Some key findings follow:
● We note that people and communities tend to compete and cooperate over the same assets, depending on conditions. However, some assets exhibit more conflict, while others more cooperation. Specifically, land, livestock, and forests experience higher levels of conflict while markets and agricultural developments experience higher levels of cooperation.
● Conflict tends to center more on inter-communal relations (between communities) than intra-communal relations (within community). The internal cohesion within ethnic communities is rather strong in South Sudan. However, dysfunctional links to the state increase conflict, as some politicians tend to divide communities by appealing to their interests, particularly competition over resources.
● Conflict tends to be higher in communities that experience environmental shocks, whereas cooperation is higher in communities that practice environmental conservation.
● Resilience is experienced differently by men and women, female- and male-headed households, and across age groups.

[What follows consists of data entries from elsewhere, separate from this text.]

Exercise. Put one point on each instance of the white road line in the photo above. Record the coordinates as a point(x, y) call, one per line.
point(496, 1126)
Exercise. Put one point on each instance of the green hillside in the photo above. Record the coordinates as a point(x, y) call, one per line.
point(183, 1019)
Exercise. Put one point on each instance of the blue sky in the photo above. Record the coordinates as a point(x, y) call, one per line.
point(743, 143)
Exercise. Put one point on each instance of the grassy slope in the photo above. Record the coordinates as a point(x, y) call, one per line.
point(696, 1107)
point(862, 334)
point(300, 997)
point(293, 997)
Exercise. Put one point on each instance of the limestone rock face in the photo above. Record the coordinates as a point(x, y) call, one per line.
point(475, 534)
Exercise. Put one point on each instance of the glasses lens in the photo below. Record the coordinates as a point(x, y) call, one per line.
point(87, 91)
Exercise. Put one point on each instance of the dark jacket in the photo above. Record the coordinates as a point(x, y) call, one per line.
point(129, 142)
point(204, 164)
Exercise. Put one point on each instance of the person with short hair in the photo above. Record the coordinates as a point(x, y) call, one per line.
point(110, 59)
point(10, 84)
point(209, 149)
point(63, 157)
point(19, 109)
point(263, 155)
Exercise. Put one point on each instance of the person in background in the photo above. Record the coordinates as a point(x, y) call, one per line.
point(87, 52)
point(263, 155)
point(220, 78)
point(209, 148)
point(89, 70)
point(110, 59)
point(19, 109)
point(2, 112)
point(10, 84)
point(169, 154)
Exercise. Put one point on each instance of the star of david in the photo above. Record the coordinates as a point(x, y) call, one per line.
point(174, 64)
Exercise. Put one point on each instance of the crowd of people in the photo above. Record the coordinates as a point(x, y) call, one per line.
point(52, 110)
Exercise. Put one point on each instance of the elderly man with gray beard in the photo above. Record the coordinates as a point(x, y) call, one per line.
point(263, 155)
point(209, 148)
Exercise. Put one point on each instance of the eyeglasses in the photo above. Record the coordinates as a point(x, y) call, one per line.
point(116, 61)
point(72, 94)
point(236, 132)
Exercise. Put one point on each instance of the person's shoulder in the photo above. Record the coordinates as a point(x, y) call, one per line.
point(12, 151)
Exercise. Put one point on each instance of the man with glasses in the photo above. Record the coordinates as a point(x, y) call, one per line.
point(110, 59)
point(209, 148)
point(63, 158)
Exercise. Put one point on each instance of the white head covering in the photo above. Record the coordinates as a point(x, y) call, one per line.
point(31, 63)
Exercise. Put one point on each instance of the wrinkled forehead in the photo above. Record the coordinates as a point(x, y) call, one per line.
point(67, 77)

It also differs by location, with some evidencing a disproportionate reliance on adaptive capacities (like educational level); assets (particularly livestock, seeds, and tools); social safety nets (including access to finance); and access to basic services (like schools). It is certainly not a “one size fits all” approach but requires the right inputs at the right time given a range of context specific factors—not least of which is the type of shocks and stresses.
● Still, what is clear across South Sudan is that the traditional institutions do go with the grain and follow the flow of community. While they have been weakened through successive shocks of war, they still have the trust of the people and can contribute significantly to resilience. For traditional institutions to participate fully in the Partnership, they need transport, communications, and administrative capacity. In addition, their relationship with local governments needs to be mutually reinforcing; these institutions are also playing an indispensable role that cannot be ignored or sidelined even as civil society organizations (CSOs) emerge to complement the roles of these more formal institutions.
The PfRR represents a challenge to build greater coherence across actors, sectors, and levels. To achieve these goals requires various forms of cooperation, most importantly at international and local levels, but also between these two communities. The partnership must recognize this need by adopting an approach that is compatible with the inner logic of each of those communities and the interface between them.
CONCLUSIONS
The high-level conclusions of this case study follow:
- In fragile states, with recurrent crises and civil insecurity, resilience capacities still exist that can, while weakened, be identified, assessed, and strengthened.
- Social cohesion is critical to understand and integrate into fragile states as a foundation to build community-led resilience programming.
- When it comes to the international and local communities, there is a need for “two hands clapping” to ensure that locally identified needs, priorities, and resources are respected and incorporated into inclusive resilience programming.
- Backbone support to the Partnership—in terms of technical leadership—must be seen as an honest broker to play its facilitative role.
- While “community first” has to be the starting point, the Partnership is not “community alone” but a collaboration of partners between the international and local communities.
- The agent of resilience programming is a “person within community”.
- A strong, flexible, easy-to-explain, and periodically reviewed methodological approach for PfRR is necessary.
- By managing community expectations from the outset, particularly with regard to resources that might become available through the Partnership, much confusion can be avoided.
- In a fragile state focusing on resilience is a means to achieve greater impacts of programming by building resilience capacities and agency.